See v10.1 changelog for the full 18-experiment validation.
Legacy Architecture: Equal-Weight Ensemble (v4.3)
The original ensemble combined predictions from three gradient boosting implementations — HistGradientBoosting, LightGBM, and XGBoost — into a single forecast. This remained production from Feb–Mar 2026 and is documented here for reference.
Why Ensemble?
Each gradient boosting implementation uses different algorithmic choices:
| Model | Growth Strategy | Missing Values | Regularization |
|---|---|---|---|
| HistGradientBoosting | Depth-wise | Native NaN support | L2 penalty |
| LightGBM | Leaf-wise | Native NaN support | L1/L2, feature/bagging fractions |
| XGBoost | Level-wise | Learned NaN direction | L1/L2, column sampling |
These differences mean the models make different errors on different samples. When one model struggles with a particular pattern, the others often compensate. Averaging smooths out individual weaknesses.
Averaging Method
The default ensemble uses equal-weight averaging:
ensemble_prediction = (histgb + lightgbm + xgboost) / 3This simple approach is surprisingly effective. In backtesting, the ensemble consistently matches or outperforms the best individual model:
| Product | Ensemble MAE | Best Single Model MAE | Best Single Model |
|---|---|---|---|
| D+1 Day-Ahead | 14.47 | 13.95 | XGBoost |
| D+2–D+7 Strategic | 19.79 | 21.42 | HistGBT |
v4.3 backtest results (Oct 2025 – Feb 2026).
The ensemble consistently outperforms individual models on strategic horizons, where the opposing biases of different models partially cancel out during averaging.

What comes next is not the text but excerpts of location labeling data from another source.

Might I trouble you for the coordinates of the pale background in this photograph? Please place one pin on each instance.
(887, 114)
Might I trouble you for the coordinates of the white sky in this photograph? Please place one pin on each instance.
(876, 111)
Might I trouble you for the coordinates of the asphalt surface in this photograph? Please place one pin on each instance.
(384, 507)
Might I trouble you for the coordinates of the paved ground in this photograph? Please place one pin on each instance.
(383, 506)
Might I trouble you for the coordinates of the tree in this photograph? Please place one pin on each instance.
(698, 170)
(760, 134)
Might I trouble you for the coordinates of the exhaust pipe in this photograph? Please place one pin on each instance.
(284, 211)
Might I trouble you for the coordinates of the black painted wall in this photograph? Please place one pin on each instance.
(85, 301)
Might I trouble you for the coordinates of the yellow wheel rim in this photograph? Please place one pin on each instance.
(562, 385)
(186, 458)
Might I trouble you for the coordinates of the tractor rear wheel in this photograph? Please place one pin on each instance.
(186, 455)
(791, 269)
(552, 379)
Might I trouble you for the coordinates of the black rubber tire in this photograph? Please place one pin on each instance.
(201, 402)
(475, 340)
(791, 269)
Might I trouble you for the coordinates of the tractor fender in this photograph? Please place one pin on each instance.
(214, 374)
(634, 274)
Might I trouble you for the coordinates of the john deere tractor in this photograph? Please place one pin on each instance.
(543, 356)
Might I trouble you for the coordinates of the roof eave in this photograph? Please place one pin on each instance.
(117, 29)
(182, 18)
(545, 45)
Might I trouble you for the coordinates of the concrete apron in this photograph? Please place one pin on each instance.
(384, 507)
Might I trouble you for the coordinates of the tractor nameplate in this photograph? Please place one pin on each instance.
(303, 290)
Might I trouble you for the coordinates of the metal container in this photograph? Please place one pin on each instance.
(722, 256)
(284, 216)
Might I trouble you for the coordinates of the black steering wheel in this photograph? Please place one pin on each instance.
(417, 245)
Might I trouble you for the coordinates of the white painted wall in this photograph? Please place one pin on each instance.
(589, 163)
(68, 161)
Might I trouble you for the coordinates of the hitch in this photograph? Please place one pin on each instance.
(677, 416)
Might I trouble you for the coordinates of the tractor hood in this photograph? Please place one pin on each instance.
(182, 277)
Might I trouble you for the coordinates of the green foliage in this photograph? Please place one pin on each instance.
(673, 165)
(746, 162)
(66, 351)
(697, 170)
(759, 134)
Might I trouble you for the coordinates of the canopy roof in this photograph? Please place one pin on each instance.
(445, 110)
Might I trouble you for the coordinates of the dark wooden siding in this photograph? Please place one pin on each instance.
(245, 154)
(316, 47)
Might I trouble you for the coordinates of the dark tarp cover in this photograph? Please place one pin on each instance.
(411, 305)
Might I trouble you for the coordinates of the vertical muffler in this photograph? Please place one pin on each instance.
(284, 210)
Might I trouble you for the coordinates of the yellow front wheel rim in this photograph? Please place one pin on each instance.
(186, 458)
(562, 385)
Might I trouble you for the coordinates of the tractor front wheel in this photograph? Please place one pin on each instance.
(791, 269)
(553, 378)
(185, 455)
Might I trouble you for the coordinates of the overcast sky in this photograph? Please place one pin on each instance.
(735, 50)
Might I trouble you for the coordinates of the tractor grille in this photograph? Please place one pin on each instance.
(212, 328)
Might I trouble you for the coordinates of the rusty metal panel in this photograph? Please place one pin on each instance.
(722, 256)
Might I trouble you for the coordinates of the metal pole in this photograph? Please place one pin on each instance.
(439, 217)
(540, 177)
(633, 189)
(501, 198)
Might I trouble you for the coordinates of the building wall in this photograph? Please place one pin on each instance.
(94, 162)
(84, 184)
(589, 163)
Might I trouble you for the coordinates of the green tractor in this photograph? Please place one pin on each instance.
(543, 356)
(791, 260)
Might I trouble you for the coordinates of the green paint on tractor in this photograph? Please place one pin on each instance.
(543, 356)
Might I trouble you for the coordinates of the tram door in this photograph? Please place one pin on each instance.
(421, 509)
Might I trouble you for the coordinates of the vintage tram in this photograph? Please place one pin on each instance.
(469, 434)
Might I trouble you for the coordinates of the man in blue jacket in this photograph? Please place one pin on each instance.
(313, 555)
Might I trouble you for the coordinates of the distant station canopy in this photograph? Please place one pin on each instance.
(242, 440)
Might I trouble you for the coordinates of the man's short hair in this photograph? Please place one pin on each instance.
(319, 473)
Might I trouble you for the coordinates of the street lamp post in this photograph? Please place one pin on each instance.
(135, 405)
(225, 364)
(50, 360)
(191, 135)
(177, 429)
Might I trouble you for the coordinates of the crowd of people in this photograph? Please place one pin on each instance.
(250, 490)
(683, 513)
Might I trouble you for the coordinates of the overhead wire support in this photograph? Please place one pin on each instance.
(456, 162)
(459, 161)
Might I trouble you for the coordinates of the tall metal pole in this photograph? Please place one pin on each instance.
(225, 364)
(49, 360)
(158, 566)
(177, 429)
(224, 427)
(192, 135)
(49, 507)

Loss Function: Quantile (q=0.55)
All three models are trained with quantile loss targeting the 55th percentile:
- HistGBT:
loss="quantile", quantile=0.55 - LightGBM:
objective="quantile", alpha=0.55 - XGBoost:
objective="reg:quantileerror", quantile_alpha=0.55
Why Quantile Over MAE/MSE?
Electricity prices are right-skewed: bounded near zero but with occasional spikes above 200 EUR/MWh. Standard loss functions have a structural problem:
- MSE targets the conditional mean — sits below the median on skewed data, causing systematic underprediction
- MAE targets the conditional median (50th percentile) — closer, but still tends to undershoot
Quantile loss at q=0.55 targets the 55th percentile, slightly above the median. This directly corrects the underprediction bias without distorting the forecast shape. The 5% shift above the median was chosen empirically to minimize bias on the Spanish OMIE price distribution.
Changed in v4.1. Previously used MAE (v3.1) and MSE (v1.0–v3.0). See the changelog for details.
Training Process
Each model trains independently through the same pipeline:
- Feature construction — Build direct features relative to the forecast origin
- Time series cross-validation — 5-fold
TimeSeriesSplitpreserving temporal order - Per-fold training — Train on each fold, evaluate on the next
- Final model — Retrain on all available data
- Conformal calibration — Build confidence intervals from out-of-fold residuals
Models are saved as joblib artifacts with version timestamps.
Confidence Intervals
The ensemble’s confidence intervals use split conformal prediction with asymmetric bands:
- Collect out-of-fold residuals (predicted - actual) from all CV folds
- Bucket residuals by horizon group (day buckets)
- Compute quantiles of signed residuals:
- 50% band: 25th and 75th percentiles
- 90% band: 5th and 95th percentiles
- At inference:
lower = prediction + quantile_low,upper = prediction + quantile_high
Using signed residuals (rather than absolute residuals) produces asymmetric intervals that reflect the skewed error distribution — wider on the upside where price spikes occur.
Default Hyperparameters
All three models share a common parameter template:
| Parameter | Value | Purpose |
|---|---|---|
max_iter / n_estimators | 500 | Number of boosting rounds |
max_depth | 8 | Tree depth limit |
learning_rate | 0.05 | Step size shrinkage |
min_samples_leaf | 20 | Minimum leaf size |
l2_regularization | 0.1 | L2 penalty weight |
early_stopping | True | Stop if validation loss plateaus |
validation_fraction | 0.1 | Holdout for early stopping |
n_iter_no_change | 20 | Patience rounds |
These can be optimized per horizon group using Optuna hyperparameter tuning.